2) Le gouvernement français n’a pas déconseillé la mobilisation partielle russe contre l’Autriche-Hongrie. Mais il a recommandé à la Russie, le 30 juillet de ne prendre aucune mesure qui pourrait provoquer une réplique allemande. Il est vrai que l’ambassadeur de France n’a exécuté qu’incomplètement les instructions de son gouvernement.
XXVII
La politique allemande ne visait pas en 1914 à provoquer une guerre européenne ; elle dépendait avant tout des obligations contractées à l’égard de l’Autriche-Hongrie. Pour empêcher la dissolution, jugée dangereuse, de cet État, le gouvernement de Berlin a donné à celui de Vienne des assurances qui équivalaient à un blanc-seing. Il était dominé par l’idée qu’il serait possible de localiser un conflit avec la Serbie comme en 1908-1909 ; et cependant, il était prêt à courir en cas de nécessité le risque d’une guerre européenne. Par suite, il avait négligé d’exercer en temps opportun une action modératrice sur la politique autrichienne. C’est seulement à partir du 28 juillet que Bethmann-Hollweg a entrepris des démarches dans ce sens. En revanche, Moltke, convaincu que la guerre européenne était inévitable, a, le 30 juillet, en tant que chef de l’état-major allemand, insisté pour des raisons strictement militaires, en vue de hâter l’ordre de mobilisation générale en Autriche-Hongrie.
La mobilisation générale russe, ordonnée le 30 juillet, devait nécessairement amener le gouvernement allemand à décider la mobilisation. À partir du 31 juillet, l’attitude de l’Allemagne a été déterminée, comme celle des autres puissances continentales, par des considérations militaires qui prirent le pas sur les considérations politiques. Les décisions du gouvernement allemand procédaient de la ferme conviction que la France ne pourrait en aucun cas rester neutre devant une guerre germano-russe et qu’une guerre sur deux fronts ne pourrait être victorieuse que si elle commençait par une campagne à travers la Belgique visant à encercler et à écraser rapidement l’armée française.

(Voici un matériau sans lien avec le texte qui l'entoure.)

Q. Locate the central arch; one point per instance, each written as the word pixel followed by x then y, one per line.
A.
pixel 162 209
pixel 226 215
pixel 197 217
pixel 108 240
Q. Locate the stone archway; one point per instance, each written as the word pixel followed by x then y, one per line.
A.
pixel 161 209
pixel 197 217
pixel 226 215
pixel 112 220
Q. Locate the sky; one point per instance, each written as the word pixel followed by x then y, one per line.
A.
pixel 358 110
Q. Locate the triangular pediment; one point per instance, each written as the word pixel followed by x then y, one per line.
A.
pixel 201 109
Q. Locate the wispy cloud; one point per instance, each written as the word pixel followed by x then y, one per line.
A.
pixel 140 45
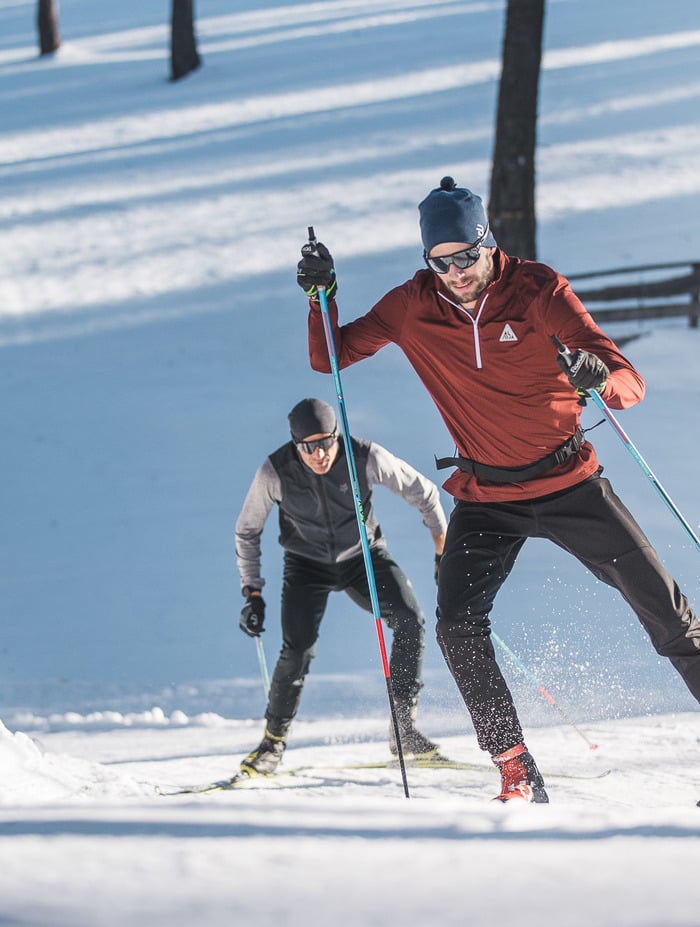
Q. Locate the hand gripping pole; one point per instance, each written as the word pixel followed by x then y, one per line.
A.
pixel 619 430
pixel 359 512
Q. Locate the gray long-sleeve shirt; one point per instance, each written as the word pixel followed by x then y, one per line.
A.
pixel 317 512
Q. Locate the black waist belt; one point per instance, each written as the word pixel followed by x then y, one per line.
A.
pixel 516 474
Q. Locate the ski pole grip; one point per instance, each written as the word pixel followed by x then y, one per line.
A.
pixel 562 349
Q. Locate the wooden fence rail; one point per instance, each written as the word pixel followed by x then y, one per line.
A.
pixel 646 292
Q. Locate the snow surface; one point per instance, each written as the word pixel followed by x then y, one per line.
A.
pixel 152 340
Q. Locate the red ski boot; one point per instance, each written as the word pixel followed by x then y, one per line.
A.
pixel 520 777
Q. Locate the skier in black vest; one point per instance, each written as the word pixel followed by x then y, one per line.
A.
pixel 308 479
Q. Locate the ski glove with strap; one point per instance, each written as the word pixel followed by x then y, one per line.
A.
pixel 584 370
pixel 316 269
pixel 253 616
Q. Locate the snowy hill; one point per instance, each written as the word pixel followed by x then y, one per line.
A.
pixel 152 340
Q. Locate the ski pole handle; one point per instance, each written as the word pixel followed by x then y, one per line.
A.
pixel 631 447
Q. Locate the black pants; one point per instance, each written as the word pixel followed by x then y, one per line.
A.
pixel 589 521
pixel 306 586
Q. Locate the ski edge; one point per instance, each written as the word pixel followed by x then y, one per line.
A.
pixel 241 780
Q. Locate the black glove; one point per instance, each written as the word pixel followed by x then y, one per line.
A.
pixel 253 616
pixel 584 370
pixel 316 269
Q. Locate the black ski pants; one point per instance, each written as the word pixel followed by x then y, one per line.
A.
pixel 590 522
pixel 306 585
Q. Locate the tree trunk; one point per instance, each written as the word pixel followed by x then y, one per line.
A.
pixel 47 22
pixel 183 45
pixel 512 199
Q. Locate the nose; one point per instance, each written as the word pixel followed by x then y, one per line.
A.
pixel 454 271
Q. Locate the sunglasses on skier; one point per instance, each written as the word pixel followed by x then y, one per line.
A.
pixel 461 259
pixel 308 447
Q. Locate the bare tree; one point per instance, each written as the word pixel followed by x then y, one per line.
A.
pixel 184 56
pixel 512 198
pixel 47 23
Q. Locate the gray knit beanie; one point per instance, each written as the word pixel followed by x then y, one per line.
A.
pixel 311 417
pixel 452 213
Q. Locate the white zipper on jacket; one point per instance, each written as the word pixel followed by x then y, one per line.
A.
pixel 474 319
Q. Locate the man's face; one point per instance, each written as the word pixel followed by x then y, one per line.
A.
pixel 319 459
pixel 465 285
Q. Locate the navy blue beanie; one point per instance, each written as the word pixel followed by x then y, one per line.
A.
pixel 311 417
pixel 452 213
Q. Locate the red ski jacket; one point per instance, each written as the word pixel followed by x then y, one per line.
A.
pixel 493 374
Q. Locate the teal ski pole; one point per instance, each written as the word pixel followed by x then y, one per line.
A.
pixel 263 665
pixel 619 430
pixel 540 688
pixel 359 511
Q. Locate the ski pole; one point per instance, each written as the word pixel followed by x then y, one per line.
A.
pixel 540 688
pixel 603 406
pixel 359 511
pixel 263 665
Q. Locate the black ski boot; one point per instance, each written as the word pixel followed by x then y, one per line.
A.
pixel 412 741
pixel 266 757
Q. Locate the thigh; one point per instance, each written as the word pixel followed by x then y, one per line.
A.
pixel 482 545
pixel 306 586
pixel 394 592
pixel 593 524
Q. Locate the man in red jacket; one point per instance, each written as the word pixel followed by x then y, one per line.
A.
pixel 477 327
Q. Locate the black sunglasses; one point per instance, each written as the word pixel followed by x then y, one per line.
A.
pixel 308 447
pixel 461 259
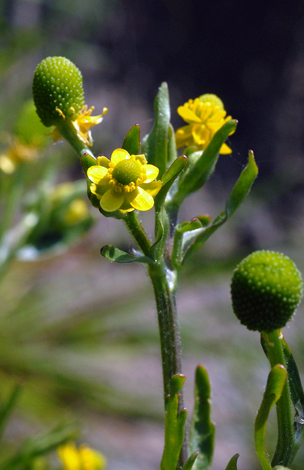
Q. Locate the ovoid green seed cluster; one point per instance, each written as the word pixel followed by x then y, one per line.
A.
pixel 266 290
pixel 57 85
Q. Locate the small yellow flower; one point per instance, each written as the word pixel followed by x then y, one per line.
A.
pixel 82 124
pixel 125 183
pixel 83 458
pixel 205 115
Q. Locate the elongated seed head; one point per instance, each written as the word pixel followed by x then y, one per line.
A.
pixel 57 90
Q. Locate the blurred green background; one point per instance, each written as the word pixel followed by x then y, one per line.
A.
pixel 81 332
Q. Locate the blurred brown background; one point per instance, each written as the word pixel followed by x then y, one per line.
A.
pixel 94 350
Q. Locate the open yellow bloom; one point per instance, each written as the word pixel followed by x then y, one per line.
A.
pixel 205 115
pixel 125 183
pixel 82 124
pixel 83 458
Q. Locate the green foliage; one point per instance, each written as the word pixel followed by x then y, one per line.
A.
pixel 202 431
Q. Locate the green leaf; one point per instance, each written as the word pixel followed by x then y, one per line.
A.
pixel 202 430
pixel 202 164
pixel 131 142
pixel 174 426
pixel 232 462
pixel 190 461
pixel 119 256
pixel 168 179
pixel 274 388
pixel 156 142
pixel 236 197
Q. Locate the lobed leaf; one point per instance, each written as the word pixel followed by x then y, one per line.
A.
pixel 131 142
pixel 274 388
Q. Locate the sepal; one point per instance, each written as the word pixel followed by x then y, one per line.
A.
pixel 131 142
pixel 175 423
pixel 155 144
pixel 232 462
pixel 274 388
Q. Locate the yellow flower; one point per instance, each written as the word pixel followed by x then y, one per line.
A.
pixel 82 124
pixel 205 115
pixel 82 458
pixel 15 154
pixel 125 183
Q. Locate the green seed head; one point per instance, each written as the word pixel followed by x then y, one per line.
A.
pixel 57 85
pixel 266 289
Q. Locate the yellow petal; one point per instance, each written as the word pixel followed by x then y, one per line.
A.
pixel 111 200
pixel 103 161
pixel 225 150
pixel 183 136
pixel 143 200
pixel 188 115
pixel 151 173
pixel 96 173
pixel 151 188
pixel 118 155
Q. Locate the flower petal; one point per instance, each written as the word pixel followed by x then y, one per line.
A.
pixel 225 150
pixel 111 200
pixel 151 173
pixel 151 188
pixel 183 136
pixel 143 200
pixel 118 155
pixel 96 173
pixel 188 115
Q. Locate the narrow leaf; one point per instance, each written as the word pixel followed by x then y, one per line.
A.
pixel 156 142
pixel 202 430
pixel 237 195
pixel 204 166
pixel 232 462
pixel 274 388
pixel 119 256
pixel 131 142
pixel 168 179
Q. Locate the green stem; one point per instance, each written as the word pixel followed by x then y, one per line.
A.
pixel 137 231
pixel 286 445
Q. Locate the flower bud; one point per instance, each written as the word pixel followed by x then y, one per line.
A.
pixel 266 289
pixel 57 90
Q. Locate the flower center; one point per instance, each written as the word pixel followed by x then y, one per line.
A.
pixel 127 171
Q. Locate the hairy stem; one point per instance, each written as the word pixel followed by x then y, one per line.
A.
pixel 286 445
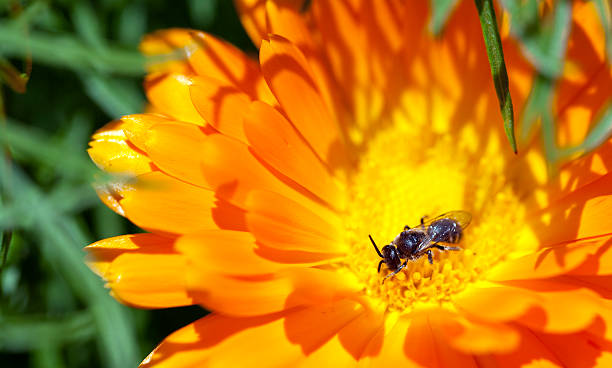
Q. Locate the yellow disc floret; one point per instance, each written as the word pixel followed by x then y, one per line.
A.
pixel 401 178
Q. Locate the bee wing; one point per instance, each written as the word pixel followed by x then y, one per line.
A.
pixel 463 218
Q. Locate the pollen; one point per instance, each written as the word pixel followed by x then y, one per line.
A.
pixel 402 177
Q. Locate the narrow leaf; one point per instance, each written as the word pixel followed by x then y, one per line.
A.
pixel 495 53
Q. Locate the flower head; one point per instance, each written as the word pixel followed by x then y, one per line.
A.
pixel 259 183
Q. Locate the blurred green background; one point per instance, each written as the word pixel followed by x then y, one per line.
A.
pixel 85 72
pixel 67 67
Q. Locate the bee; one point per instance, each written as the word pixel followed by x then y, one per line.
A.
pixel 413 243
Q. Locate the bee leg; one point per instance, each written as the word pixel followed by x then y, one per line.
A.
pixel 429 256
pixel 444 247
pixel 396 271
pixel 380 264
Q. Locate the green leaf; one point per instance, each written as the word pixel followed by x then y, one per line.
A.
pixel 544 41
pixel 115 96
pixel 603 8
pixel 441 10
pixel 61 241
pixel 539 101
pixel 495 53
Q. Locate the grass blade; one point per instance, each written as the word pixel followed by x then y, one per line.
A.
pixel 495 53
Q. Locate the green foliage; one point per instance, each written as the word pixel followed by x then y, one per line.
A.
pixel 543 37
pixel 67 68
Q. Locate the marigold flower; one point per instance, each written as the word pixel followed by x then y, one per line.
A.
pixel 259 184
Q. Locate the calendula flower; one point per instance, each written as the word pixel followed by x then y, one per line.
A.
pixel 259 182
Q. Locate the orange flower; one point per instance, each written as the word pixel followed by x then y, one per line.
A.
pixel 260 182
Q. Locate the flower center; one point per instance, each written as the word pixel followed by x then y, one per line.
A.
pixel 402 177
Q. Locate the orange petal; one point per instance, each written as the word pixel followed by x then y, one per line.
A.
pixel 111 151
pixel 588 256
pixel 284 338
pixel 142 270
pixel 287 225
pixel 225 252
pixel 221 61
pixel 276 141
pixel 103 252
pixel 169 93
pixel 220 104
pixel 576 350
pixel 346 347
pixel 253 16
pixel 286 21
pixel 472 336
pixel 540 305
pixel 158 202
pixel 413 341
pixel 244 296
pixel 232 171
pixel 177 150
pixel 136 127
pixel 532 352
pixel 149 280
pixel 576 174
pixel 288 75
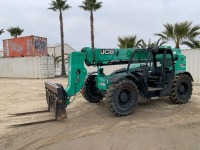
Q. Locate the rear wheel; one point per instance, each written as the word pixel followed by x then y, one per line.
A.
pixel 122 97
pixel 90 92
pixel 181 89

Ces considérations militaires ont eu pour conséquence fatale de précipiter partout les ordres de mobilisation et, pour l’Allemagne, de hâter en outre l’envoi des ultimatums et la remise des déclarations de guerre.
« Deutsch-französische Vereinbarung über strittige Fragen europaischer Geschichte », Internationales Jahrbuch für Geschichtsunterricht, vol. II, 1953, pp. 101-104.